Rekomendasi ini mencakup revitalisasi sungai Jakarta, memberikan solusi pada aspek lingkungan, dan juga masyarakat nelayan yang menyandarkan kehidupannya pada laut. Mereka menjadi korban utama dari reklamasi pantai. "Jakarta diteruskan reklamasi tanpa ada pendalaman sungai, pendalaman laut, itu akan berakibat Jakarta it's flooding, it's digenangi. Itu persoalan yang pasti akan muncul," kata Susi, Selasa, 5 April 2016.

Dari segi teknis, untuk aspek sosial dan lingkungan. Proyek reklamasi juga mesti dibuat minimal 300 meter dari daratan terdekat. Sementara itu, kata Susi, proyek yang sekarang berjalan, ada yang hanya 100 meter. Dia khawatir, jika diteruskan, pulau buatan ini justru menghambat laju air dari sungai ke laut.

"Ini akan menyebabkan beberapa fasilitas pemerintah di pinggir akan mengalami genangan. Ini saya bilang, semestinya bendungan dibangun dulu, diselesaikan dulu, sungai didalami, tidak membangun sana dulu, karena air akan ke mana?" ungkapnya.

Untuk itu, Susi meminta agar Pemprov DKI menunda proyek ini, sampai semua masalah mengenai dampak lingkungan dan sosial diselesaikan. Jika tetap memaksakan, dia memperkirakan ke depannya pemerintah perlu membuat proyek baru untuk menjaga agar Jakarta bebas banjir.

Hal senada juga diungkapkan mantan Wakil Gubernur DKI Jakarta, Prijanto. Menurut dia, Pemprov DKI mesti memprioritaskan Amdal terhadap proyek reklamasi. Tanpa itu, pulau buatan ini hanya akan menimbulkan masalah di masa mendatang.

"Dia (pengembang) sudah bilang ada amdal, tapi ini perlu diuji, benar atau tidak itu oleh pakar lingkungan hidup, dan pakar lainnya yang terkait.
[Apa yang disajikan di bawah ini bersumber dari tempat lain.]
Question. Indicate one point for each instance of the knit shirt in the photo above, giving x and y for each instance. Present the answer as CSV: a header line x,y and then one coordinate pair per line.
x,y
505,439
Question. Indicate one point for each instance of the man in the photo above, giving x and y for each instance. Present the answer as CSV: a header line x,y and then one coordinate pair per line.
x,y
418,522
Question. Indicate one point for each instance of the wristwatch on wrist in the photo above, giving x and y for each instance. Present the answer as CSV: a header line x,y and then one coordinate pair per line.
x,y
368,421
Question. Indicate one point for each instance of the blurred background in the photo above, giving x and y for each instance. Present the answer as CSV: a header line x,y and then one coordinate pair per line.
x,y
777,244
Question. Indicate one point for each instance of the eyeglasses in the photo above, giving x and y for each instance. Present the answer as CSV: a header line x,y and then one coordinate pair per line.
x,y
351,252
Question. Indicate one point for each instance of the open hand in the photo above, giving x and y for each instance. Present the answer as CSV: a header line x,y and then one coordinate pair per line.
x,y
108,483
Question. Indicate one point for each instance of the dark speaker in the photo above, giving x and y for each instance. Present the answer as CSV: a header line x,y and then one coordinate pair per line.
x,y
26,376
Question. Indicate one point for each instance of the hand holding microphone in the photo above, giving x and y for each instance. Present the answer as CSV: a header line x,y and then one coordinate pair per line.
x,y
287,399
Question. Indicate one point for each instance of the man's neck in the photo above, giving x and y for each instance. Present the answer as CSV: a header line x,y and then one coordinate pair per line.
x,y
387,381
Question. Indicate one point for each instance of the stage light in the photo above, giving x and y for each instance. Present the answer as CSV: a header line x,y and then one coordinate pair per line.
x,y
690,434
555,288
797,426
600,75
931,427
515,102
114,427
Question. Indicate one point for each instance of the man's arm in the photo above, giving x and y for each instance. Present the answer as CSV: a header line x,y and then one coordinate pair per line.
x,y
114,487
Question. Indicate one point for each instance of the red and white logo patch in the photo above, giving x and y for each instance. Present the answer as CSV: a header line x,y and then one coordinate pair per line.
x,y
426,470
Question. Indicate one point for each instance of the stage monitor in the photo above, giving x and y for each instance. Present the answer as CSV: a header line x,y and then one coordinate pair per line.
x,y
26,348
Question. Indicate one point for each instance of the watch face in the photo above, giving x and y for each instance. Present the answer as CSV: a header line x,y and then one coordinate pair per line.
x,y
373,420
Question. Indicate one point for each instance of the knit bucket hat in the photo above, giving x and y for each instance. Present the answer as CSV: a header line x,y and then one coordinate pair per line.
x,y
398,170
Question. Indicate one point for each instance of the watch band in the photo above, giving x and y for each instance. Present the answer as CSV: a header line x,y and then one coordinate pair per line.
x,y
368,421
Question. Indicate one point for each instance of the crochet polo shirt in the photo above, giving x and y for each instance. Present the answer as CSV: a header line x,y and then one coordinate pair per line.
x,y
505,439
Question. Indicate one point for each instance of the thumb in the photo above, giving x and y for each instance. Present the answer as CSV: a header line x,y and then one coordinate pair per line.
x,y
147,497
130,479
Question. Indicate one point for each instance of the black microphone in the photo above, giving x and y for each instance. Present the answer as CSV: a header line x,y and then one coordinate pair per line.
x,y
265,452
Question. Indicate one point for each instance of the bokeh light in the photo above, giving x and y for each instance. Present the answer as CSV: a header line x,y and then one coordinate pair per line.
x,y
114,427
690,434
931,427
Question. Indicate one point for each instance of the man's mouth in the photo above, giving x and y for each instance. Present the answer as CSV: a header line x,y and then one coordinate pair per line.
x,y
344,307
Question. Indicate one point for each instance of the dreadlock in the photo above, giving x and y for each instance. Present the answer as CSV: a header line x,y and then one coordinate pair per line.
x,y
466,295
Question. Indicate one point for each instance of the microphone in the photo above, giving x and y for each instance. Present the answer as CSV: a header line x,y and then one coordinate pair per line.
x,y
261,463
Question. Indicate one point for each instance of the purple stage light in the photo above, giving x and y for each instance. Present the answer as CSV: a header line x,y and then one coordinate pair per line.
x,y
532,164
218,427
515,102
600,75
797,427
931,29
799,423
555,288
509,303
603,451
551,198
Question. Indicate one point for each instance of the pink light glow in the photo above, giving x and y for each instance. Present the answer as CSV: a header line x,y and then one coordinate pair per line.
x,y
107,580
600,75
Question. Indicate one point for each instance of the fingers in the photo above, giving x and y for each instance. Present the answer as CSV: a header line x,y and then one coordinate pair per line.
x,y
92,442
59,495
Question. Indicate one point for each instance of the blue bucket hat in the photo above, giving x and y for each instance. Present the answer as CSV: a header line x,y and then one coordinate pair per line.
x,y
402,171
Benar tidak amdal itu. Kalau memang amdalnya sudah diuji betul kan dijabarkan bahwa amdal itu harus melakukan apa dulu sebelum reklamasi, ya turuti itu," kata Prijanto pada VIVA.co.id, Kamis, 7 April 2016.

Dari segi pembuatan keputusan, Pengamat Kebijakan Publik dari Universitas Indonesia, Lisman Manurung, menjelaskan saat kebijakan pemerintah dibuat berdasarkan keinginan pihak tertentu dengan cara yang curang, tentu yang paling dirugikan adalah masyarakat.

Kebijakan pemerintah lahir dari kesepakatan antara legislatif dan eksekutif, dan masyarakat adalah objek dari aturan yang dihasilkan. Sebagai kontrol atas itu, masyarakat pun diminta kritis dan jeli dalam menanggapi kebijakan pemerintah.

"Dalam teorinya ada yang disebut dengan semacam persekongkolan antara eksekutif dan legislatif untuk memformulasi atau mewujudkan kebijakan yang belum tentu sesuai dengan aspirasi masyarakat. Nah, apakah sekarang itu terjadi dalam kaitannya dengan reklamasi di teluk Jakarta itu. Secara teori hal demikian mungkin terjadi. Sekarang berpulang lagi kepada legislatif dan eksekutif itu, betul tidak semua yang mereka putuskan itu demi rakyat," jelas Lisman pada VIVA.co.id.

Sementara KPK, diharapkan bisa membongkar kasus ini hingga tuntas sehingga memberikan jaminan pada masyarakat menyangkut proyek reklamasi. Sebab, Lisman bilang, kasus ini bisa memberikan gambaran pada masyarakat, "seberapa konsisten para wakil rakyat termasuk eksekutif mendahulukan kepentingan rakyat daripada kepentingan mereka sendiri."

Saat ini, penentang paling gigih terhadap proyek reklamasi adalah masyarakat nelayan, yang tergabung dalam Kesatuan Nelayan Tradisional Indonesia (KNTI). Mereka sudah melayangkan gugatan ke Pengadilan Tata Usaha Negara (PTUN) mengenai izin proyek reklamasi Teluk Jakarta. Saat ini, proses pengadilan masih berjalan.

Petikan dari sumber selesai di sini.